Healthcare in China consists of both public and private medical institutions and insurance programs. About 95% of the population has at least basic health insurance coverage. Despite this, public health insurance generally only covers about half of medical costs, with the proportion lower for serious or chronic illnesses. Under the "Healthy China 2020" initiative, China is currently undertaking an effort to cut healthcare costs, and the government requires that insurance will cover 70% of costs by 2017. The Chinese government is working on providing affordable basic healthcare to all residents by 2020.

China has also become a major market for health-related multinational companies. Companies such as AstraZeneca, GlaxoSmithKline, Eli Lilly, and Merck entered the Chinese market and have experienced explosive growth. China has also become a growing hub for health care research and development.

The above applies to Mainland China.

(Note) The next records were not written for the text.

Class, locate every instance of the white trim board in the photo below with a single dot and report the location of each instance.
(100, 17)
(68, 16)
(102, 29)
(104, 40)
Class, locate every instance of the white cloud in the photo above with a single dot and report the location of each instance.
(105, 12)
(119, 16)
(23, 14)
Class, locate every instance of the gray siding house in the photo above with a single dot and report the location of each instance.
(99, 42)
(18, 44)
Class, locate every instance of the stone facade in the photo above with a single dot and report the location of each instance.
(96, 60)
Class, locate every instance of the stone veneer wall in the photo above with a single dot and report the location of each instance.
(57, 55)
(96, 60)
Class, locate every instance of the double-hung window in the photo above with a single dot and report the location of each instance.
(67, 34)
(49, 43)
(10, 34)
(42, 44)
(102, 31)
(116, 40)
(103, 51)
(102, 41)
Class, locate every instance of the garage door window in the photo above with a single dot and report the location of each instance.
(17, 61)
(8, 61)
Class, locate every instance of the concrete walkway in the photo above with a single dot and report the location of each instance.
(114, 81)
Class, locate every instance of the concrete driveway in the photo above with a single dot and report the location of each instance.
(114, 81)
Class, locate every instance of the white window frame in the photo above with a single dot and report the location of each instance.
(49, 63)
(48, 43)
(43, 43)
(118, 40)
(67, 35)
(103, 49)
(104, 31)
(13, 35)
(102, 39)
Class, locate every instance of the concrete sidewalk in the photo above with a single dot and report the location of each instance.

Taiwan and the Special Administrative Regions of Hong Kong and Macau maintain their own separate universal healthcare systems.

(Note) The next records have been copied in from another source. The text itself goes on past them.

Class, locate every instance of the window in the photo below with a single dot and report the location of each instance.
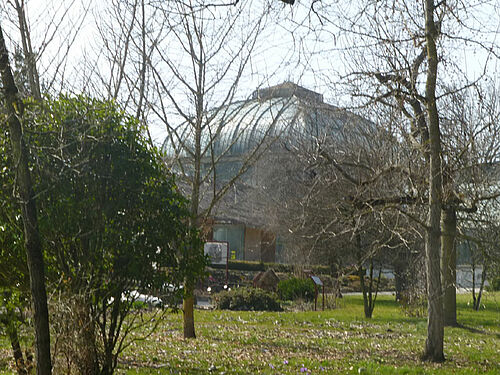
(235, 235)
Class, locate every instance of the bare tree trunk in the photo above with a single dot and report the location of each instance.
(188, 302)
(435, 323)
(9, 321)
(14, 108)
(449, 265)
(477, 301)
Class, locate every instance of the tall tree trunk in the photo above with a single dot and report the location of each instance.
(477, 301)
(449, 264)
(10, 323)
(14, 109)
(435, 323)
(188, 301)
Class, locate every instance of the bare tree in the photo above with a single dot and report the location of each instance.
(14, 108)
(393, 55)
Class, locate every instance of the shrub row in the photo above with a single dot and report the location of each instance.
(244, 265)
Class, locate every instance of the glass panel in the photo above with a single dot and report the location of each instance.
(234, 234)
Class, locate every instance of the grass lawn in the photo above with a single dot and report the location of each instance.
(338, 341)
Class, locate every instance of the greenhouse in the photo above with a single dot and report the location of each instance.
(242, 145)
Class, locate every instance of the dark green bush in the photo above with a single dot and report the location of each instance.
(295, 288)
(247, 299)
(245, 265)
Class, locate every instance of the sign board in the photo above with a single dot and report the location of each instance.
(217, 251)
(317, 280)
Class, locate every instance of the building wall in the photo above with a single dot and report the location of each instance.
(252, 244)
(268, 247)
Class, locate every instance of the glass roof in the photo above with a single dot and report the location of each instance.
(287, 112)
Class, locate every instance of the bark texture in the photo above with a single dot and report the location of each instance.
(435, 323)
(449, 264)
(14, 110)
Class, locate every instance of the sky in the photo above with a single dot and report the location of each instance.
(299, 43)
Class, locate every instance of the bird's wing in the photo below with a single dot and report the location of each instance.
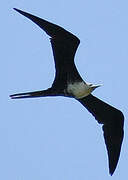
(64, 45)
(113, 122)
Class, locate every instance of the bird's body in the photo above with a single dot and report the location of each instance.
(69, 83)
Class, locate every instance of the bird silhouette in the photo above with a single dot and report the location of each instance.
(68, 83)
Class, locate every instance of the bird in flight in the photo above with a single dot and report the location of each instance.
(68, 83)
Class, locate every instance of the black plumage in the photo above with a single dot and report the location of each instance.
(67, 81)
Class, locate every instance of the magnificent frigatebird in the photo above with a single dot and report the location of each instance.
(69, 83)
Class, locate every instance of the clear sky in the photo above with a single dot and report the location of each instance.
(57, 138)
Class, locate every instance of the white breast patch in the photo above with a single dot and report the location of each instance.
(79, 89)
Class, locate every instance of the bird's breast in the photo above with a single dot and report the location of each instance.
(79, 89)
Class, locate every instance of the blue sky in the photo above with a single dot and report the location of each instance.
(57, 138)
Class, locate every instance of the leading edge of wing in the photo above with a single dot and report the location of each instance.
(113, 122)
(51, 29)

Traditional Chinese Medicine (TCM) has been practiced for years, and served as the basis for health care in China for much of its history. Western-inspired evidence-based medicine made its way to China beginning in the 19th Century. When the Communist Party took over in 1949, health care was nationalized, a national "patriotic health campaign" attempted to address basic health and hygiene education, and basic primary care was dispatched to rural areas through barefoot doctors and other state-sponsored programs. Urban health care was also streamlined. However, beginning with economic reforms in 1978, health standards in China began to diverge significantly between urban and rural areas, and also between coastal and interior provinces. Much of the health sector became privatized. As state-owned enterprises shut down and the vast majority of urban residents were no longer employed by the state, they also lost much of the social security and health benefits. As a result, the majority of urban residents paid almost all health costs out-of-pocket beginning in the 1990s, and most rural residents simply could not afford to pay for health care in urban hospitalities.